‘Power Rangers’ feature: From ‘The End of the F***ing World’ team
We just can’t quit the Power Rangers, and it seems like Hollywood can’t either. Despite the crash and burn of Lionsgate’s 2017 Power Rangers reboot, the Japanese children’s show is getting yet another reboot. This time Paramount and Jonathan Entwistle (The End Of The F***ing World) have once again declared “It’s morphin’ time!”
Need a Power Rangers refresher course?
There have been 20 different Power Rangers series. Consider this a broad-strokes breakdown. In every series, a team of teens is recruited and trained to morph into the eponymous Power Rangers. They use special powers and immense assault machines called Zords, to overcome their villains. In the original series Mighty Morphin Power Rangers, the wizard Zordon recruits “teenagers with attitude” against Rita Repulsa.
The most iconic piece of the Power Rangers is their “morphed” mode. By day, they look like normal teens, but when “morphed” they throw on those color-coded spandex suits we know and love. Anybody could be inside those suits, as their helmets obscure their face, which is important because the original series just pieced together clips from the Japanese show with the American version.
Morphed Power Rangers have superhuman strength, durability, agility and combat prowess. Sometimes they even have psychic abilities or invisibility. Plus, they each get their own unique weapon. When enemies grow to incredible size (as nearly all do), Rangers use individual Zords that combine into a larger Megazord, and teamwork saves the day.
Why do the Power Rangers keep coming back?
The Power Rangers began as a Japanese live-action television show about teenage superheroes, called Super Sentai (スーパー戦隊シリーズ Sūpā Sentai Shirīzu). It was picked up by Fox and re-named Mighty Morphin Power Rangers in 1993, and became a huge hit.

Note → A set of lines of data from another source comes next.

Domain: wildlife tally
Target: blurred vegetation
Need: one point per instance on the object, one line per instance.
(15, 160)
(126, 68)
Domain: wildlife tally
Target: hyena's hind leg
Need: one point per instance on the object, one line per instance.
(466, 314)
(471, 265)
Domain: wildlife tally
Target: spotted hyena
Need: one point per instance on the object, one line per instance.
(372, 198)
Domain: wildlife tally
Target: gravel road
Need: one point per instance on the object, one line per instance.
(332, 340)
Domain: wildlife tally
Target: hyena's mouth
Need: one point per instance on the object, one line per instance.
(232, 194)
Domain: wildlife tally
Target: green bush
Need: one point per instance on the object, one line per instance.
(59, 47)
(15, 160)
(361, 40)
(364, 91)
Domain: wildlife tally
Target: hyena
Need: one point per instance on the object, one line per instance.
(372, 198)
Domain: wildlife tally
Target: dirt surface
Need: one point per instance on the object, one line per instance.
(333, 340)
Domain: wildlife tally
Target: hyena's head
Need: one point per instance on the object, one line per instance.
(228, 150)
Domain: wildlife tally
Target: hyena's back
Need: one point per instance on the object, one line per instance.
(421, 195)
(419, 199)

Not including the upcoming release that we’ll discuss in a minute, Power Rangers consists of 26 television seasons of 20 different themed series and three theatrical films released in 1995, 1997 and 2017. It has aired on Fox, Disney, ABC, Nickelodeon, and The CW, and was bought by Hasbro in 2018. Chances are you’ve seen some iteration of Power Rangers, whether you wanted to or not.
Every network has had its eye on Power Rangers for its ridiculous profitability. Between the show’s debut in 1993 and 2001, the media franchise had generated over $6 billion in toy sales. In today’s money, that’s $866,320,689.66. Networks have a long memory for a multi-billion dollar cash cow.

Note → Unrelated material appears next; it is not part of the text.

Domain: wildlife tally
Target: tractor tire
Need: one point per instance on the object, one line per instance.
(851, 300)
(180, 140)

What will be different this time?
In a word: everything. The 2017 Power Rangers reboot was going for a more YA vibe, aiming for broody teens with fond memories of the spandex-clad fighting team. Since that flopped, we expect this to take a different turn.
The word is that Paramount is planning to take the series back to its roots. Word is that their movie will have a time travel element. The newest Power Rangers movie will have modern Power Rangers somehow end up in the 1990s. They will not only need to save the world but also return to the present.

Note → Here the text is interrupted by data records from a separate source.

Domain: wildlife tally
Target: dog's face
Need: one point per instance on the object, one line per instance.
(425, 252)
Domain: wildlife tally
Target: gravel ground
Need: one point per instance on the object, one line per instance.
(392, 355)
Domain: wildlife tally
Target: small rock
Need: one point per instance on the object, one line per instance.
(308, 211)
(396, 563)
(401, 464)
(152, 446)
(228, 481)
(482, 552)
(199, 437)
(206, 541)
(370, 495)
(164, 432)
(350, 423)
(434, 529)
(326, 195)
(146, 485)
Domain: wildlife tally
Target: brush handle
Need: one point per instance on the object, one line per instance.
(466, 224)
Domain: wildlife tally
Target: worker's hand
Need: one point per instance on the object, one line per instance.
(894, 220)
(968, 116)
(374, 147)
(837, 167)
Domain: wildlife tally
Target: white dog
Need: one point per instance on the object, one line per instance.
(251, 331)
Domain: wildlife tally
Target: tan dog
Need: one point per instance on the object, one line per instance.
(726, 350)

What does the new team mean for the Power Rangers?
Director Jonathan Entwistle is a surprising choice to bring the Power Ranger franchise back to its roots. Netflix’s The End of the F—ing World is a dark and edgy comedy series, pretty much exactly the opposite of anything Hasbro.
In addition to season 2 of The End of the F—ing World, Entwistle is currently in post-production on I’m Not Okay With This, another Netflix show he co-created, exec produced and directed. Another YA series, Not Okay focuses on a girl dealing with high school life, her budding sexuality and superpowers.
Patrick Burleigh (Peter Rabbit 2: The Runaway) is penning the script for Paramount and Entwistle’s Power Rangers, and the combination of Burleigh and Entwistle feels like it may be an odd match. However, each of them brings experience and success when targeting the younger generation.
Paramount execs are confident they have found the team that will bring Power Rangers back to its original glory. Personally, we strongly suggest to Burleigh that Rito Revolto makes a comeback too.